To address dFOXO-dependent transcriptomic changes associated with the physiological differences in Selected and Control populations, and their interaction with microbiota, we used transcriptome sequencing (RNA-seq). We obtained gene expression profiles of whole late-third-instar larvae, raised on the poor diet either under the GF condition or in monoassociation with the Acetobacter sp. isolated from our populations. We found 1,377 genes to be differentially expressed between Selected and Control lines at a 5% false discovery rate (FDR) and 8,729 differentially expressed between GF and Acetobacter-colonized larvae (Fig. 5B). Furthermore, 333 genes showed an interaction between evolutionary regime and colonization status, implying that the effect of bacteria on their expression differed between Control and Selected populations.

As the first finding supporting the involvement of dFOXO, RNA-seq revealed that the dFOXO gene itself is differentially expressed between Selected and Control populations (Fig. 5C). In its active form, dFOXO translocates to the nucleus to initiate a transcriptional response to nutrient shortage. Thus, increased levels of dFOXO should be associated with a more pronounced response to nutrient shortage. This is consistent with the higher expression of dFOXO in GF than in Acetobacter-colonized larvae, as well as in Control than Selected populations, given that the latter are less sensitive to nutrient shortage.

We also found that many genes known to be regulated by dFOXO were differentially expressed in response to Acetobacter colonization as well as between Selected and Control populations. We used a conservative candidate target list of 140 genes that were both found to be in the vicinity of dFOXO binding sites and shown to be dFOXO dependent at least in one tissue (adipose tissue or body wall) (18). Of those, 132 were present in our RNA-seq data set (eight were filtered out due to low expression levels). One hundred five of them were differentially expressed between Acetobacter-colonized and GF larvae at a 5% FDR (Fig. 5B). Furthermore, with 39 of these 132 genes significantly different under a 5% FDR, they were highly overrepresented among genes differentially expressed between Selected and Control populations (Fisher’s exact test, P < 0.0001); almost half (63 out of 132) were significantly different under the nominal (uncorrected) P value of <0.05 (Table S6).
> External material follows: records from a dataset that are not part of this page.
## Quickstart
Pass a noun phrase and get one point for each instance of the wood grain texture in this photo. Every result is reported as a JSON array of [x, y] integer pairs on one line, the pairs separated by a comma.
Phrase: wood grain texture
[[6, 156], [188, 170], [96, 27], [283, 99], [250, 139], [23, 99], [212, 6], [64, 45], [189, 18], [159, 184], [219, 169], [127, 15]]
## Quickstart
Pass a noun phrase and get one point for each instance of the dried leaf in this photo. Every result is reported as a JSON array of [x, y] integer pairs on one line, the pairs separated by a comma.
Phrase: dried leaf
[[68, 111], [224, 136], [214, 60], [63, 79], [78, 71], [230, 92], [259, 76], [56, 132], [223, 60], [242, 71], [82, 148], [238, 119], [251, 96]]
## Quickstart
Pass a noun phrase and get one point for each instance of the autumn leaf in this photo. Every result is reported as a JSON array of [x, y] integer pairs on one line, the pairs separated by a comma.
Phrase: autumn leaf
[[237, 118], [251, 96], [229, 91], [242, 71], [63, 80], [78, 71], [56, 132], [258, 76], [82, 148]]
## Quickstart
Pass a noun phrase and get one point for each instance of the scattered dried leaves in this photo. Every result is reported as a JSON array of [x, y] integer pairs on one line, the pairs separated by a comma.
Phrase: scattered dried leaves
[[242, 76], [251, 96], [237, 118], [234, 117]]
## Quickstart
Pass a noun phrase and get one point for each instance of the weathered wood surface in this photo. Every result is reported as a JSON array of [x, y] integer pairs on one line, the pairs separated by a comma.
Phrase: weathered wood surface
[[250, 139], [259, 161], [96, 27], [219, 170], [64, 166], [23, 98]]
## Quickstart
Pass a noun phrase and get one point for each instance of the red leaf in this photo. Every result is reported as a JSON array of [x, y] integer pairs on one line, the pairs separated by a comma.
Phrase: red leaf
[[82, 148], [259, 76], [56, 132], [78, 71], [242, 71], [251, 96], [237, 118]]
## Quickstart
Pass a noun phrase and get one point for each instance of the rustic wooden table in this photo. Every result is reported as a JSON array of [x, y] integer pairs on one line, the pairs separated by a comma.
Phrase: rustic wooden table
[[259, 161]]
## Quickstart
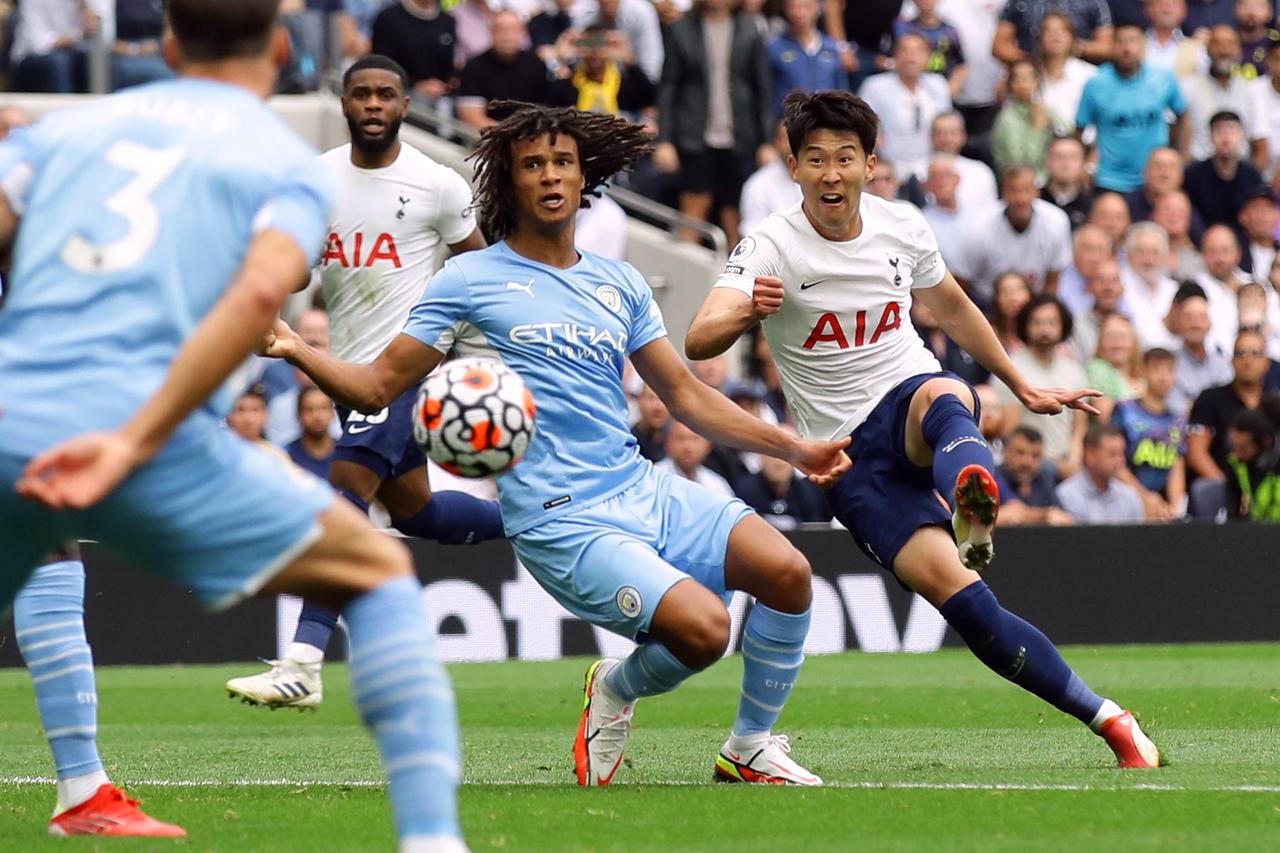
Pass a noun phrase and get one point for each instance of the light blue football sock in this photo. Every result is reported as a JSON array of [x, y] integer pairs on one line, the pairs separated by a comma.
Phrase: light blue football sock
[[649, 670], [49, 623], [772, 653], [406, 699]]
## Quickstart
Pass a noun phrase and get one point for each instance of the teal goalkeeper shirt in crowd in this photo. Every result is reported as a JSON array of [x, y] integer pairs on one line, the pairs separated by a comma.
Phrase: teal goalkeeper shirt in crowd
[[136, 215], [567, 333], [1132, 119]]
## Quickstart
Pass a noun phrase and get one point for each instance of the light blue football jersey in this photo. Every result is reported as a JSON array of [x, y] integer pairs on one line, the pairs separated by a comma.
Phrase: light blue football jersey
[[136, 214], [567, 333]]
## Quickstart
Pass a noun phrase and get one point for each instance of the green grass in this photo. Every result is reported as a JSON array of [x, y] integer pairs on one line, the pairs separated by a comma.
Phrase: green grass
[[914, 749]]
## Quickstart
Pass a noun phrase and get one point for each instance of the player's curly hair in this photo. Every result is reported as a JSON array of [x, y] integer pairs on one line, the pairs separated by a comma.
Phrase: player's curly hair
[[606, 145]]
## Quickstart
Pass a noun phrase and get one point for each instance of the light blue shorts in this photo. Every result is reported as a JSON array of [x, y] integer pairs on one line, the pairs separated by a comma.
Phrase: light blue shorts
[[612, 562], [211, 512]]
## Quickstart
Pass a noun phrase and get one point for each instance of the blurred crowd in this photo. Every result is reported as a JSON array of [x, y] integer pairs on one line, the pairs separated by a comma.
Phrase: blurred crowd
[[1101, 176]]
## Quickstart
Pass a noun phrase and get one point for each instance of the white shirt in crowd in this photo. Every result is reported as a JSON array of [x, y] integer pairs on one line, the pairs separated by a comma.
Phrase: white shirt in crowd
[[995, 247], [768, 190], [391, 231], [844, 334], [704, 477], [906, 118]]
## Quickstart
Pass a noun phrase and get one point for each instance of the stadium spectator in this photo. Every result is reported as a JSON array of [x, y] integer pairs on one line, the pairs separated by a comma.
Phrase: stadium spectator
[[1164, 173], [1111, 214], [1198, 363], [1168, 46], [50, 42], [638, 21], [1253, 475], [977, 190], [1148, 291], [1217, 187], [1258, 222], [1224, 90], [1096, 495], [1025, 124], [946, 55], [1043, 325], [803, 56], [506, 71], [1105, 291], [906, 101], [421, 39], [1011, 296], [716, 112], [1066, 186], [606, 78], [312, 448], [474, 21], [1174, 213], [1127, 103], [136, 55], [686, 451], [1022, 19], [1221, 279], [769, 188], [1022, 235], [1089, 249], [1063, 73], [941, 209], [1027, 491], [781, 496], [650, 427], [1115, 368], [1255, 22], [867, 28], [1208, 423], [1155, 439]]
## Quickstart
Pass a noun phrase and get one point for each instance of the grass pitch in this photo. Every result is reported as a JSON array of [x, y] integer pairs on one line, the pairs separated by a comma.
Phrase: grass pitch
[[919, 752]]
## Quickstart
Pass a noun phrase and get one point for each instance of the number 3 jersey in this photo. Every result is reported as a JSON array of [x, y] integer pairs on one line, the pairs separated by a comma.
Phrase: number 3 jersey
[[844, 336], [136, 215]]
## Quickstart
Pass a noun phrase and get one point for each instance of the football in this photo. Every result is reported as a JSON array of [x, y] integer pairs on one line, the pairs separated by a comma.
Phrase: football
[[474, 416]]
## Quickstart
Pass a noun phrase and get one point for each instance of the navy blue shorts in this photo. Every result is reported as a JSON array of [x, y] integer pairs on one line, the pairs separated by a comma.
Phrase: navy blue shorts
[[384, 442], [886, 497]]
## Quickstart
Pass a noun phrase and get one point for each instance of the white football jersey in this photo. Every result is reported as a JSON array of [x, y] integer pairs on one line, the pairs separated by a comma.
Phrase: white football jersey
[[389, 233], [844, 336]]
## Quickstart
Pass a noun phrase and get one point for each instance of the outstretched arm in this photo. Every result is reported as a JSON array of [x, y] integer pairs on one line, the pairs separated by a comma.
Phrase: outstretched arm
[[965, 324], [365, 387], [709, 413]]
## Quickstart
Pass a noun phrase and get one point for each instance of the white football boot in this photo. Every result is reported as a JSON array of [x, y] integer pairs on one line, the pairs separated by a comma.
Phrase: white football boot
[[288, 684]]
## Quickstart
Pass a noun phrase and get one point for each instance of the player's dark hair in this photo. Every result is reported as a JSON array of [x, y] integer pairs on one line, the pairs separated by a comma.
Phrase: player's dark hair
[[1028, 433], [304, 393], [376, 62], [216, 30], [1098, 432], [828, 110], [1038, 301], [606, 145]]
Importantly, of the 33 dFOXO targets significantly affected by both colonization and evolutionary regime (Fig. 5B), 31 show the same direction of change between GF and colonized states as between Control and Selected populations (Table S6). Some of these genes are involved in energy and lipid metabolism (e.g., pdgy [19], CG12262 [20], and CG5009 [21]), whereas others are involved in cell division [l(2)gl (22) and CHES-1-like (23)]. Chd64, which responds differently to Acetobacter colonization between Selected and Control populations, is involved in juvenile hormone-mediated growth regulation (24), and REPTOR is a major transcription factor that controls ~90% of the transcriptional regulation that occurs upon TORC1 inhibition (25) (Fig. 5C). Altogether, these results point to a differential regulation of dFOXO expression and activity in terms of downstream target activation in Selected versus Control larvae, supporting its role in mediating differences that we observe in growth rate in these populations.

We performed Gene Ontology (GO) enrichment analysis to identify the functional categories that were overrepresented among differentially expressed genes. Genes involved in proteolysis were enriched among genes that were differentially expressed between Selected and Control populations, as well as those that showed statistical interaction with the bacterial treatment (Table 1). Other enriched GO terms included mitotic cytokinesis and fatty acid beta-oxidation for both the evolutionary regime effect and Acetobacter colonization and DNA replication for the interaction between these two factors. Association with Acetobacter, irrespective of evolutionary regime, appears to affect a wide range of biological processes from cytoplasmic and mitochondrial translation to tissue morphogenesis, a sign of profound effect on the biology of the host, in accordance with other studies (26, 27).